Session 4: Romans 3.21-4.25: The Question of Romans
How can God save sinful Jews and Gentiles through faith in Jesus without violating his integrity or breaking his promise?
- Play: Session 4 Video
The middle of Romans 3 – 3.21ff – is the heartbeat of Romans. I’m not even kidding.
Douglas Moo: “Rarely does the Bible bring together in so few verses so many important theological ideas…. Here, more than anywhere else in Romans, Paul explains why Christ’s coming means ‘good news’ for needy, sinful people.”
Martin Luther claimed that this section was “the chief point, and the very central place of the Letter, and of the whole Bible.”
Here’s the problem though: This section is dense and compact and full of beautiful truth that it’s hard to squeeze it out without ruining the whole thing.

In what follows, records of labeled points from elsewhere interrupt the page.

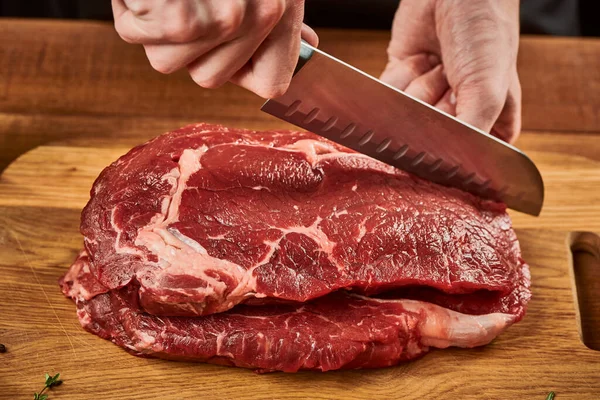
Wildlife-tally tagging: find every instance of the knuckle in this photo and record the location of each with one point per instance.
(182, 30)
(208, 82)
(271, 91)
(123, 32)
(271, 12)
(229, 20)
(161, 65)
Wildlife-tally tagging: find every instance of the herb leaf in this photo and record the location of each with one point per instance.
(49, 382)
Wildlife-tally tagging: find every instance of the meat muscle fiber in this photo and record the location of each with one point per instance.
(283, 251)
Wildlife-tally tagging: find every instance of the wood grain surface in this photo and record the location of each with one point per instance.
(77, 85)
(62, 79)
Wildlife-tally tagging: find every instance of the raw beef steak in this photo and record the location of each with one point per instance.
(340, 330)
(265, 250)
(205, 218)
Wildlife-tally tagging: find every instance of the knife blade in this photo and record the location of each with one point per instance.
(344, 104)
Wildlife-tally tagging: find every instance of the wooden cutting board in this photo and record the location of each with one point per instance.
(42, 193)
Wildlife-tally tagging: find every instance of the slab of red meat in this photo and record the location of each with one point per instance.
(206, 217)
(340, 330)
(266, 249)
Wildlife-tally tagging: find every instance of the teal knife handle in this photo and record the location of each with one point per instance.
(306, 52)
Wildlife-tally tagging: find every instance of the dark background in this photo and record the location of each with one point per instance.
(546, 17)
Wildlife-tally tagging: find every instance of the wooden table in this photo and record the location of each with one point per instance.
(77, 85)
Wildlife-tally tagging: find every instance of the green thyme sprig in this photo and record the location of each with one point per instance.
(51, 381)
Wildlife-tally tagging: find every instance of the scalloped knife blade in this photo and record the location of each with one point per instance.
(342, 103)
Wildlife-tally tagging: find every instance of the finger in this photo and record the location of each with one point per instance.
(400, 72)
(480, 103)
(310, 35)
(176, 22)
(272, 67)
(508, 124)
(217, 66)
(429, 87)
(447, 103)
(168, 58)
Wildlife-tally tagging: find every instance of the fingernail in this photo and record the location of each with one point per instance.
(433, 60)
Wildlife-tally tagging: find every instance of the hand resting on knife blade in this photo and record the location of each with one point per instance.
(459, 55)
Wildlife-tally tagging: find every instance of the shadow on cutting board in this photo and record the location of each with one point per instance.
(585, 250)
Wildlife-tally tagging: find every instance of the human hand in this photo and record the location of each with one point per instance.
(252, 43)
(460, 56)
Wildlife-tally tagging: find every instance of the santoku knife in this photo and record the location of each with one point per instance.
(342, 103)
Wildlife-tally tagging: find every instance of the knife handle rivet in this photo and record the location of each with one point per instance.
(383, 145)
(348, 130)
(293, 108)
(366, 138)
(400, 153)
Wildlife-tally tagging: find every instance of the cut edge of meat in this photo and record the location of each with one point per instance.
(351, 331)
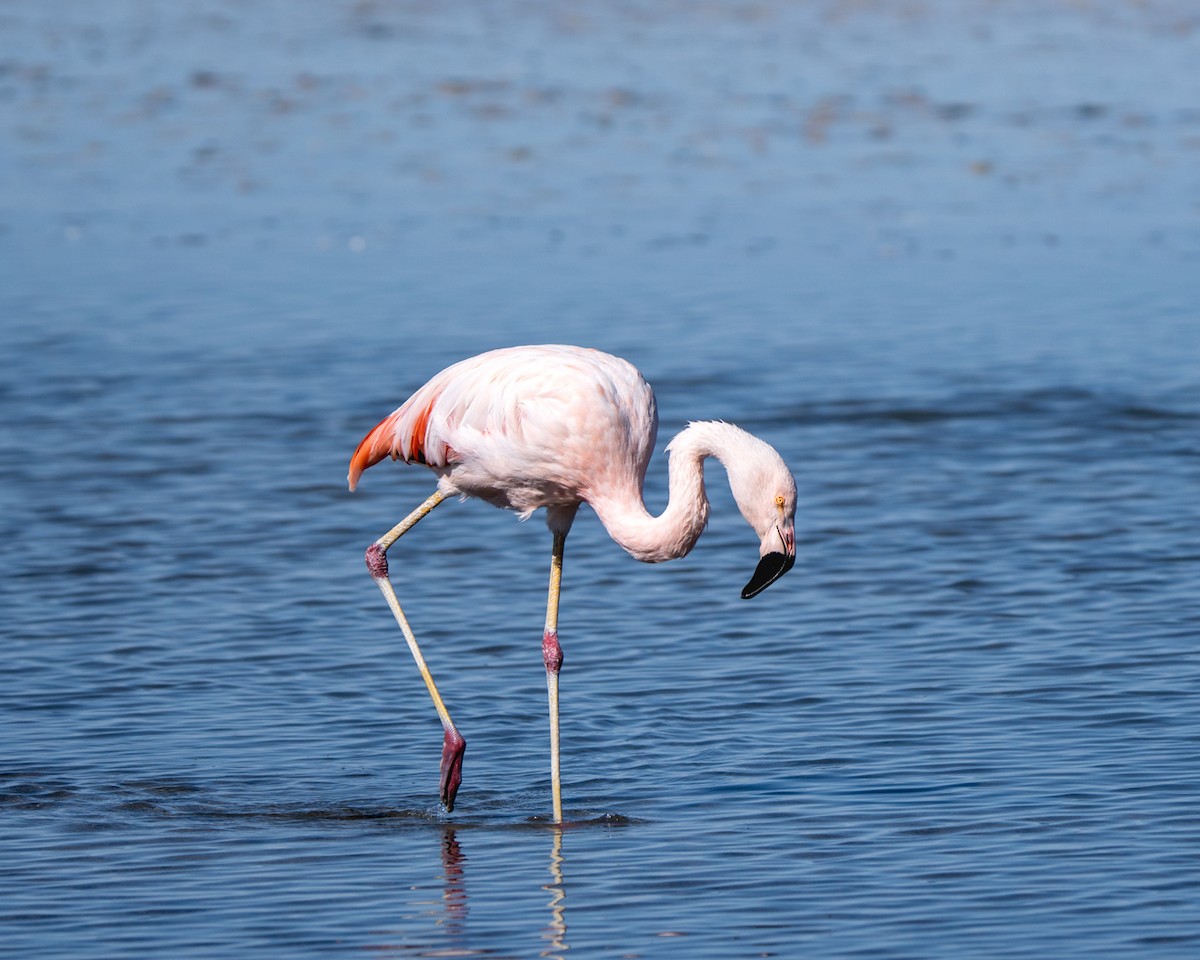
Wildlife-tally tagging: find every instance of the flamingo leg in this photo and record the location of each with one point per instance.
(377, 563)
(552, 654)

First, let me back up a bit. It’s time to get a good bird’s eye view of Romans.
- 1-4: Paul Explains the Gospel
- 5-8: Paul Explores Salvation…
- 9-11: Paul Engages a Problem…
- 12-16: Paul Encourages the Church…
For now, Romans 3.21-26. Lots of translation differences. I’m going to read what I think is the way Paul intended it…
3.21-26 is an answer, but what is the question. Ask the right question, understand the answer.
Here is the question, and I think it is the question of Romans. It’s a little long, but no one said Romans was easy: How can God save sinful Jews and Gentiles through faith in Jesus without violating his integrity or breaking his promise?
Note the twofold problem with salvation by grace through faith:
Is God letting people off the hook (by not punishing sin)?
Has God abandoned his covenant promise to save through Israel? We’re pretty good at answering one part of the question. How can God save us through Jesus without violating his integrity as a judge, without punishing wrongdoing as his own character demands?
Jesus died as a propitiation to redeem us from sins.
- Hilasterion – “Place of atonement” representing the means of atonement
- Jesus bore the wrath of God and so freed us from that necessary consequence for sin.
This is what we catch: Jesus’ sacrificial death proves God to be just and the one who justifies. Case isn’t closed, however. What about Israel? What about the covenant?
This is the second part of the question: Paul frames Jesus death as an act of faithfulness.